Temos aqui o primeiro motivo de indignação: Deus sofre quando nós, que nos
dizemos seus fiéis, antepomos a nossa visão à d’Ele, seguimos os critérios da
terra em vez dos do Céu, contentando-nos com um ritualismo exterior e
permanecendo indiferentes face àqueles que mais Lhe estão a peito. Assim Deus
sofre, poderíamos dizer, pela nossa indiferença e incompreensão.
Além disso, há um segundo motivo, mais
grave, que ofende o Altíssimo: a violência sacrílega.
Diz Ele: «As festas e as solenidades Me são insuportáveis. (...) As vossas mãos
estão cheias de sangue. (...) Tirai da frente dos meus olhos a malícia das
vossas ações» (Is 1,13.15-16). O Senhor está «irritado» com a
violência cometida contra o templo de Deus que é o homem, enquanto Ele é
honrado nos templos construídos pelo homem. Podemos imaginar com quanto sofrimento
assistirá Ele a guerras e ações violentas empreendidas por quem se professa
cristão! Vem-me à mente aquele episódio em que um santo protestou contra a
crueldade do rei indo ter com ele, na Quaresma, para lhe oferecer carne, uma
oferta que o soberano, em nome da sua religiosidade, recusou indignado. Então o
homem de Deus perguntou-lhe por que tinha escrúpulos em comer carne animal
quando não hesitava em condenar à morte filhos de Deus.

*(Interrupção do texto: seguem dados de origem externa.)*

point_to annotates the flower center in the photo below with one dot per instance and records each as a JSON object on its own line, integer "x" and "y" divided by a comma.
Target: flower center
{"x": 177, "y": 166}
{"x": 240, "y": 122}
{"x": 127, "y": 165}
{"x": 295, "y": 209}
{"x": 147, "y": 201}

Irmãos e irmãs, esta advertência do
Senhor dá-nos muito que pensar, como cristãos e como Confissões cristãs. Quero
reiterar que «hoje, com o desenvolvimento da espiritualidade e da teologia, não
temos desculpas. Todavia ainda há aqueles que parecem sentir-se encorajados ou
pelo menos autorizados pela sua fé a defender várias formas de nacionalismo
fechado e violento, atitudes xenófobas, desprezo e até maus-tratos àqueles que
são diferentes. A fé, com o humanismo que inspira, deve manter vivo um sentido
crítico perante estas tendências e ajudar a reagir rapidamente quando começam a
insinuar-se» (Encíclica Fratelli tutti, n. 86). Se quisermos, a exemplo do Apóstolo Paulo, que a graça de Deus
em nós não seja estéril (cf. 1Cor 15,10), devemos
opor-nos à guerra, à violência e à injustiça onde quer que se insinuem. O tema
desta Semana de Oração foi escolhido por um grupo de fiéis de Minnesota (EUA),
conscientes das injustiças perpetradas no passado contra as populações
indígenas e, nos nossos dias, contra os afro-americanos. Frente às várias
formas de desprezo e racismo, perante tal indiferença resultante do
mal-entendido e a violência sacrílega, a Palavra de Deus adverte-nos: «Aprendei
a fazer o bem, procurai o que é justo» (Is 1,17). De fato, não
basta denunciar, é preciso também renunciar ao
mal, passar do mal ao bem. Vemos assim que a advertência tem em vista a nossa
mudança.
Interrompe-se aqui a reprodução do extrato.